Chegando na estante, só dois livros eram do Salinger. Um, claro, era O Apanhador. O outro, pra minha sorte, era Nove Estórias. Encontrá-lo assim, fácil? Uau, aquele parecia ser meu dia. Aproveitando a boa maré, perguntei sobre Franny e Zooey.
- Hmm, se não tem aqui na estante dos livros em inglês, não tem. Agora que o Salinger morreu, eu recebo 200 livros dele e em dois dias todos já foram vendidos. Antes eles ficavam um tempo nas estantes, mas agora, nada. - me falou a vendedora.

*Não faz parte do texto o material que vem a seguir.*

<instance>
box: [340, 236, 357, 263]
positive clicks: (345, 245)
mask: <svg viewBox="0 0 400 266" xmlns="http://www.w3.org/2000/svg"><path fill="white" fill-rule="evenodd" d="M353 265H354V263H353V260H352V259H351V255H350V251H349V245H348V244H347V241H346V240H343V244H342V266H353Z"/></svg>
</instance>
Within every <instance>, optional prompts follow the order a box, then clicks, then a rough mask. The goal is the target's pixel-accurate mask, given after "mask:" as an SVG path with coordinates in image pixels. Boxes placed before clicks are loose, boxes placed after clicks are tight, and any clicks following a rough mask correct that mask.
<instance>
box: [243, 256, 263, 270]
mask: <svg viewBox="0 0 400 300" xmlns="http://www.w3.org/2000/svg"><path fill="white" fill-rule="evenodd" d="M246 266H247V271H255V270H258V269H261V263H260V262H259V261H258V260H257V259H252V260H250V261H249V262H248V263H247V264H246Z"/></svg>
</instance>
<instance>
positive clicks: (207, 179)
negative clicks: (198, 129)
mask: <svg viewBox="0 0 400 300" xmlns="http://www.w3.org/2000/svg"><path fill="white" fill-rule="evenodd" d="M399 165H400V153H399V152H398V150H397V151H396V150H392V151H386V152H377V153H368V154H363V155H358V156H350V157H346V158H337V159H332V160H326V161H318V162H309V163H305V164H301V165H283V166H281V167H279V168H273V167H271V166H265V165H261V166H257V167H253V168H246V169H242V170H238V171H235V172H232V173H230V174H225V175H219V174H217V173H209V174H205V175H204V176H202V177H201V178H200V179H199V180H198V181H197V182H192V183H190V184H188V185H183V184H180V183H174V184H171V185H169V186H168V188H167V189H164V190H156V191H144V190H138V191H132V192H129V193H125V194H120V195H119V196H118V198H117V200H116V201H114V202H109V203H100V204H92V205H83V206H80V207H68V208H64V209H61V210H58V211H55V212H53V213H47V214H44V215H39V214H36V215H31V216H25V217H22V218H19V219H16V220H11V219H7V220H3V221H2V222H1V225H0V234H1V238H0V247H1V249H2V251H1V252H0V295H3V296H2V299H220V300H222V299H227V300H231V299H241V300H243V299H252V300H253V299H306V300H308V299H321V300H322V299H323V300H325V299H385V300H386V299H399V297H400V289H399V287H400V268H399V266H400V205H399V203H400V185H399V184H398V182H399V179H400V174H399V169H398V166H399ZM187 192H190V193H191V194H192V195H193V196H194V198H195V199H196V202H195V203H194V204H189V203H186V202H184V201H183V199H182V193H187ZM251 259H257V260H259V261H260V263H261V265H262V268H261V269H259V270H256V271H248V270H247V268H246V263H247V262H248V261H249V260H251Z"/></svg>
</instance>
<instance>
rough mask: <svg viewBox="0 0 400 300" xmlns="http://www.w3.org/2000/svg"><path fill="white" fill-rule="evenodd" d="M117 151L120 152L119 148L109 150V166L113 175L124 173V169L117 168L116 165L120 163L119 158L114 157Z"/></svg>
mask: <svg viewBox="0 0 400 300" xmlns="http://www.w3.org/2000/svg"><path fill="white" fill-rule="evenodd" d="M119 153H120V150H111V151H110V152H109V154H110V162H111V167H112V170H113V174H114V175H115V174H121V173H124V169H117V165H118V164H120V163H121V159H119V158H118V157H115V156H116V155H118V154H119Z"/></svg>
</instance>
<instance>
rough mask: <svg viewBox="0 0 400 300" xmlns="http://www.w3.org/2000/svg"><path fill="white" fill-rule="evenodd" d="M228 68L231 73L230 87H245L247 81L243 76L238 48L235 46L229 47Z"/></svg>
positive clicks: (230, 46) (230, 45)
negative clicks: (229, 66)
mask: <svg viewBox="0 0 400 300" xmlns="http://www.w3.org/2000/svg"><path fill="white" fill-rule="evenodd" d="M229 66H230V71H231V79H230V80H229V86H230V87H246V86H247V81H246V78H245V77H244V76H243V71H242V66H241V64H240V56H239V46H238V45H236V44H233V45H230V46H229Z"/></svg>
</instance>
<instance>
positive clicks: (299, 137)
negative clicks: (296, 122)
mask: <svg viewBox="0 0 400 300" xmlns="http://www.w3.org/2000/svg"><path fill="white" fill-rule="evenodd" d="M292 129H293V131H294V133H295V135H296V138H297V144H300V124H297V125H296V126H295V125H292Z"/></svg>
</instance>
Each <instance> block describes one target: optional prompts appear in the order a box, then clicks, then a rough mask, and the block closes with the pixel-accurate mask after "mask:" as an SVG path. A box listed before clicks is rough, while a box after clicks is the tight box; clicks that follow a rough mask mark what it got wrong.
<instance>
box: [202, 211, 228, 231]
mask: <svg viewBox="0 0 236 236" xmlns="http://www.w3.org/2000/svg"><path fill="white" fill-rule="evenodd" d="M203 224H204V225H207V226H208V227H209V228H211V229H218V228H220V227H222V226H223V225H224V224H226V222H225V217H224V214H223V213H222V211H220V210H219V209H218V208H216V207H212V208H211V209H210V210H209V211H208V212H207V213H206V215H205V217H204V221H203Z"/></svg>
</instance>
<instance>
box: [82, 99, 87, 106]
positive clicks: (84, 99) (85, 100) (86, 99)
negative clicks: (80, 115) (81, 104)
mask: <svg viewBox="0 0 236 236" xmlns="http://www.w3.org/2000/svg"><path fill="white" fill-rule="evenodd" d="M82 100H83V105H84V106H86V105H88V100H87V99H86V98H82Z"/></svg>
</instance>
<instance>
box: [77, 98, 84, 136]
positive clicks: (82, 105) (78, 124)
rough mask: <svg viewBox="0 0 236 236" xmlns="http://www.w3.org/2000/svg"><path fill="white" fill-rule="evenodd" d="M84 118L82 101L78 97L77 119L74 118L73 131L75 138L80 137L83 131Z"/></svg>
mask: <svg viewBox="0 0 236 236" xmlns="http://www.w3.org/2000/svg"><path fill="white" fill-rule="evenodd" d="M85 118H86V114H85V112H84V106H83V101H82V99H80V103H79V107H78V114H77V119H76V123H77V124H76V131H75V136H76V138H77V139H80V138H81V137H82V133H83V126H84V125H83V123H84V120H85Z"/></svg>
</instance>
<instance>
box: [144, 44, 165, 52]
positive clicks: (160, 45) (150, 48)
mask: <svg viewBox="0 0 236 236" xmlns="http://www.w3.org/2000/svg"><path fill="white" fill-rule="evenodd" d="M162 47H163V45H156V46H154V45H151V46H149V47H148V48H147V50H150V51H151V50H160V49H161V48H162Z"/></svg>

Sim, era óbvio. Quem não lucra quando morre, né? Dãã! Bom, eu não podia reclamar. Já tinha achado um livro, mesmo que em inglês. Me dirigindo ao caixa, resolvi dar uma olhada geral na livraria. Pra quem não a conhece, a Cultura da Avenida Paulista é simplesmente o paraíso dos livros. É enorme, cheia de pufes coloridos e muitas pessoas lendo ou dando voltas pelo local. Já era tarde e eu não podia ficar muito tempo por lá, mas resolvi dar uma passeadinha. Foi quando encontrei um vendedor disponível e, como quem não quer nada, perguntei se ele não tinha mesmo o maldito livro que eu estava procurando tanto.
- Franny e Zooey? Hmm, quase certeza que tenho sim.
- AHN? Tem mesmo?? Sério? Eu perguntei pra outra vendedora e ela disse que não tinha!
- É, pois é...Os livros do Salinger têm saído muito rápido! E faz um tempinho que não recebemos reposição. Mas se eu não me engano, vi ele hoje na estante. Vamos lá.
Eu só faltei cruzar os dedos enquanto me dirigia com o vendedor à estante. Pra minha aflição, quando chegamos lá, ele não achou o livro. Olhou umas três vezes e nada. "É...acho que já levaram", ele me disse. Bom, tudo bem né...fazer o quê. Eu já estava agradecendo-o e indo pagar o Nove Estórias, quando escapou da boca dele um "Ôpa! Olha quem tá aqui!". Sério, ele falou desse jeito.
E eu sai feliz da vida da Livraria Cultura.
p.s. Hoje ele já está disponível pelo site e toda a saga poderia ter sido um tanto mais curta. Mas faz parte.